Letters to the Editor
- Aust Prescr 2000;23:55-6
- 1 March 2000
- DOI: 10.18773/austprescr.2000.058
Editor, – During December 1999, I witnessed a case that motivated me to read the article 'Digoxin in the 21st century' (Aust Prescr 1999;22:136-7) with accentuated attention. The case was a 56-year-old woman who had suffered from schizophrenia six years ago and had since remained mentally balanced. She has been hypertensive for the past two years and was placed on medications. She had minor congestive heart failure last October (attributed to non-compliance with antihypertensive medications) and was admitted to a rural hospital. After rapid digitalisation she was placed on digoxin (0.125 mg/day) and hydralazine, but when the doctor started noting some neurological imbalance, chlorpromazine was added. On discharge, chlorpromazine and hydralazine were discontinued while digoxin was maintained. Sinepress (dihydroergotoxine 0.6 mg, reserpine 0.1 mg, hydrochlorothiazide 10 mg) was added. However, around the middle of December, she reverted back to a schizophrenic state, for which she is still being treated.
Does Dr Semsarian think that this bout of schizophrenia may have been precipitated by the adverse effects of digoxin ('digitalis delirium', confusion and hallucination) or to digoxin's common drug interactions, say, with the components of the combination antihypertensive drug?
Hypokalaemia induced by potassium-depleting diuretics is known to be the cause of adverse drug interactions between digoxin and such diuretics. The first self-test question (p. 137) may mislead readers to assume that all diuretics can provoke digoxin toxicity. After all, potassium-sparing diuretics such as amiloride may even be beneficial in digoxin therapy.
S. V. Nwafor
Department of Pharmacology and Toxicology
Faculty of Pharmaceutical Sciences
University of Nigeria, Nigeria
Dr C. Semsarian, the author of 'Digoxin in the 21st century', comments:
The issue of determining whether or not a patient's clinical status is due to a drug effect is an important one. Unfortunately, this is often difficult to resolve in the setting of a patient with multiple diseases, taking several medications. The case presented by Dr Nwafor is interesting and could possibly be due to digoxin toxicity. 'Digoxin delirium' is seen rarely now because of more diligent efforts in prescribing correct doses of digoxin for individual patients based on factors such as age, gender and renal function. Furthermore, regular measurements of serum digoxin levels have become routine.

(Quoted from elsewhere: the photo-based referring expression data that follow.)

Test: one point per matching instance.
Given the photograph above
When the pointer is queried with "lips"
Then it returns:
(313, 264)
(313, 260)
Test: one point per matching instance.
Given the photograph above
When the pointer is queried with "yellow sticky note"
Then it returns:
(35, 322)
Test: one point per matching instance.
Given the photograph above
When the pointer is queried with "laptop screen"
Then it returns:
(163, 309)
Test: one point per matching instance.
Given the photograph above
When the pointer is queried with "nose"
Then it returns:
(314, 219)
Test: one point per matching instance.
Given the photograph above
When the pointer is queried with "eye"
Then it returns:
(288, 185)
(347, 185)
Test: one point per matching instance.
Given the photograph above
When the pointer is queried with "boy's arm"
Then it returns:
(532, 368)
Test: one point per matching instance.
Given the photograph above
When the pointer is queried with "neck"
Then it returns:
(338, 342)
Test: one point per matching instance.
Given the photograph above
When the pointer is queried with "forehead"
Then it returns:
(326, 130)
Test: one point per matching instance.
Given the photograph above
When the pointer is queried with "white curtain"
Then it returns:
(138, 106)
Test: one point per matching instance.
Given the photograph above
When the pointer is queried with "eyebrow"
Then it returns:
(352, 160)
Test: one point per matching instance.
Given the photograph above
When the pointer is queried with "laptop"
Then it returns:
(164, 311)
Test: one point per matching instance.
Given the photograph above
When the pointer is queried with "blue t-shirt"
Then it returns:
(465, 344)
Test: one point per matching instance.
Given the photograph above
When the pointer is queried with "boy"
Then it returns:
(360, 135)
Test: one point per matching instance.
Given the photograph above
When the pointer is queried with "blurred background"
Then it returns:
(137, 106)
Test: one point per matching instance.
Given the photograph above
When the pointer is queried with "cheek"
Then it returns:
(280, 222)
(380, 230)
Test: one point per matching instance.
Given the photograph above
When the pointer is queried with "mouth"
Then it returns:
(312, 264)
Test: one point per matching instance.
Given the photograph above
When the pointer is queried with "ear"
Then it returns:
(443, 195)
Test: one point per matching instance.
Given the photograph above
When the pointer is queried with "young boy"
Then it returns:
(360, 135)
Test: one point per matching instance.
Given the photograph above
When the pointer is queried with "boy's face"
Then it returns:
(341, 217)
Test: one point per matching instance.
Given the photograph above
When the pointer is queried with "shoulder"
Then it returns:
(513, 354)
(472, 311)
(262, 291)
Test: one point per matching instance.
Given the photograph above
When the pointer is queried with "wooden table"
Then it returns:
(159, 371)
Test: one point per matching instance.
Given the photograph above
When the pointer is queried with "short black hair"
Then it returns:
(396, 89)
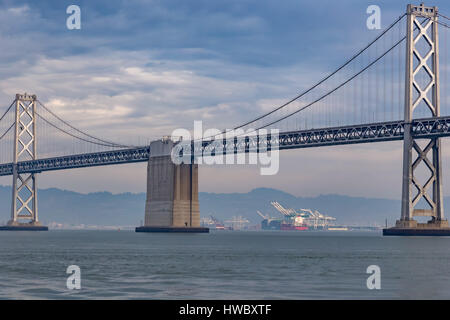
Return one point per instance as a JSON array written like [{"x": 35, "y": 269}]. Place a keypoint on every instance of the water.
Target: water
[{"x": 222, "y": 265}]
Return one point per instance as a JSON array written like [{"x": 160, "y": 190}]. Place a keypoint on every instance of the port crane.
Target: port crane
[
  {"x": 314, "y": 219},
  {"x": 237, "y": 222}
]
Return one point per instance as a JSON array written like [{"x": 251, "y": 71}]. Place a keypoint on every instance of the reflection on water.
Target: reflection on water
[{"x": 222, "y": 265}]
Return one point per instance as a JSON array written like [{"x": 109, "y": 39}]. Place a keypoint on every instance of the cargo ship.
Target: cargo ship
[{"x": 294, "y": 220}]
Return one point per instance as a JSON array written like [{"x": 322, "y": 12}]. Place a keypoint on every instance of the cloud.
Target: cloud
[{"x": 136, "y": 72}]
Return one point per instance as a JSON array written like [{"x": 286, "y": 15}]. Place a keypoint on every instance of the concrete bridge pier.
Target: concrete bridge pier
[{"x": 172, "y": 193}]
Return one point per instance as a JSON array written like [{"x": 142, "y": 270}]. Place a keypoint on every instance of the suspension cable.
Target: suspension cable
[
  {"x": 318, "y": 83},
  {"x": 336, "y": 88},
  {"x": 102, "y": 142},
  {"x": 80, "y": 138}
]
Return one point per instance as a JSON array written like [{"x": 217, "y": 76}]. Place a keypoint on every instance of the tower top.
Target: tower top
[{"x": 422, "y": 10}]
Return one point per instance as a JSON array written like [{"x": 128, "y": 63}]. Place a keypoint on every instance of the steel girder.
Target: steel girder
[{"x": 376, "y": 132}]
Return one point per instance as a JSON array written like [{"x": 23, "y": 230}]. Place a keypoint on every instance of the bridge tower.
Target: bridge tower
[
  {"x": 422, "y": 28},
  {"x": 172, "y": 193},
  {"x": 24, "y": 213}
]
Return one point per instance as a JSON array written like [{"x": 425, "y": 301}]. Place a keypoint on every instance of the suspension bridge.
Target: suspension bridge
[{"x": 389, "y": 90}]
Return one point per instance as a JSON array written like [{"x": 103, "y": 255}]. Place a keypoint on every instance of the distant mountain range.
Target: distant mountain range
[{"x": 127, "y": 209}]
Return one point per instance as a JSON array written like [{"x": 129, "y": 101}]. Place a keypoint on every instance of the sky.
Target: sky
[{"x": 136, "y": 70}]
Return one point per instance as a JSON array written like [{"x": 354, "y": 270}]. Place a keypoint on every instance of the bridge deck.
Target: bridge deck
[{"x": 364, "y": 133}]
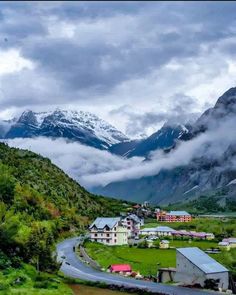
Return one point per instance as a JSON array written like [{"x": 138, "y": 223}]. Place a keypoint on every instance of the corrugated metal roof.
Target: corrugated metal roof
[
  {"x": 120, "y": 267},
  {"x": 149, "y": 229},
  {"x": 101, "y": 222},
  {"x": 178, "y": 213},
  {"x": 202, "y": 260},
  {"x": 159, "y": 229},
  {"x": 165, "y": 228}
]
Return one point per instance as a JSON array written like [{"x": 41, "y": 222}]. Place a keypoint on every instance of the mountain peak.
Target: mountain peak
[{"x": 80, "y": 126}]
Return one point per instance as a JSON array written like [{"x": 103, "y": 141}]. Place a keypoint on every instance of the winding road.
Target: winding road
[{"x": 73, "y": 267}]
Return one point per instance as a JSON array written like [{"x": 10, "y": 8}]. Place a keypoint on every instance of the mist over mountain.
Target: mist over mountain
[
  {"x": 176, "y": 163},
  {"x": 82, "y": 127},
  {"x": 164, "y": 138},
  {"x": 202, "y": 162}
]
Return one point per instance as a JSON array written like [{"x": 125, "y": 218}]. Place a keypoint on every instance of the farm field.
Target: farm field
[
  {"x": 221, "y": 227},
  {"x": 143, "y": 260}
]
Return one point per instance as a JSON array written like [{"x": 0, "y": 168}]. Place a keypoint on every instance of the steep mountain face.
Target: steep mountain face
[
  {"x": 39, "y": 204},
  {"x": 83, "y": 127},
  {"x": 5, "y": 126},
  {"x": 162, "y": 139},
  {"x": 212, "y": 176}
]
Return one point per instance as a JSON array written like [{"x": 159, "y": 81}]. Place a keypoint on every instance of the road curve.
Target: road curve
[{"x": 73, "y": 267}]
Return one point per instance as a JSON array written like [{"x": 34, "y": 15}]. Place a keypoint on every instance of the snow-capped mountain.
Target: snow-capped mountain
[
  {"x": 207, "y": 174},
  {"x": 80, "y": 126},
  {"x": 162, "y": 139},
  {"x": 5, "y": 126}
]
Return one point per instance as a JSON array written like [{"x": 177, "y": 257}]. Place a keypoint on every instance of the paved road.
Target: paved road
[{"x": 77, "y": 269}]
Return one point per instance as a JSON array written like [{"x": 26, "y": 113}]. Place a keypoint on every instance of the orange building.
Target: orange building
[{"x": 173, "y": 216}]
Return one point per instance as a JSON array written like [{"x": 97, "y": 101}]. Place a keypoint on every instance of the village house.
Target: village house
[
  {"x": 193, "y": 266},
  {"x": 164, "y": 244},
  {"x": 193, "y": 234},
  {"x": 173, "y": 216},
  {"x": 231, "y": 241},
  {"x": 108, "y": 231},
  {"x": 120, "y": 268},
  {"x": 157, "y": 231},
  {"x": 224, "y": 246},
  {"x": 133, "y": 223}
]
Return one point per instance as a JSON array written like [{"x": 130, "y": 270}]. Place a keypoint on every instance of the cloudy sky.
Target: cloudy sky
[{"x": 135, "y": 64}]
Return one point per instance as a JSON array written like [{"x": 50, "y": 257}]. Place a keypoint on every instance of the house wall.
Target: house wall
[
  {"x": 122, "y": 236},
  {"x": 116, "y": 236},
  {"x": 188, "y": 273}
]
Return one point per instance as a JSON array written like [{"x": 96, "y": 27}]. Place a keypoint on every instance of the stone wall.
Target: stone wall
[{"x": 88, "y": 259}]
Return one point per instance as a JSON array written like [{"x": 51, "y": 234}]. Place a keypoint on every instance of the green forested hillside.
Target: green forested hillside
[{"x": 40, "y": 204}]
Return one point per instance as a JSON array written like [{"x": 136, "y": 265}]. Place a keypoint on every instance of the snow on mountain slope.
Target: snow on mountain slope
[{"x": 81, "y": 126}]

The patient mentioned in Dr Nwafor's letter is taking a product containing two drugs, reserpine and hydrochlorothiazide, both of which can increase digoxin toxicity by lowering serum concentrations of potassium.
We have no information on the patient's renal function, therefore the patient should have had an assessment of renal function, and their serum potassium and digoxin concentration measured. If all of these are normal, then it is less likely that digoxin is the cause of this patient's symptoms. If the combination product is to be continued, regular serum potassium measurements are recommended.
The second issue regarding the interaction of digoxin with diuretics is a common issue in clinical practice. Dr Nwafor seems unaware that bothpotassium-depleting (e.g. thiazides and frusemide) andpotassium-sparing diuretics (e.g. spironolactone, which increases digoxin levels by prolonging its half-life) can result in altered digoxin levels. This is clearly shown in Table 3 of my article and the first self-test question aims to reflect this fact. Not allpotassium-sparing diuretics, however, interact with digoxin.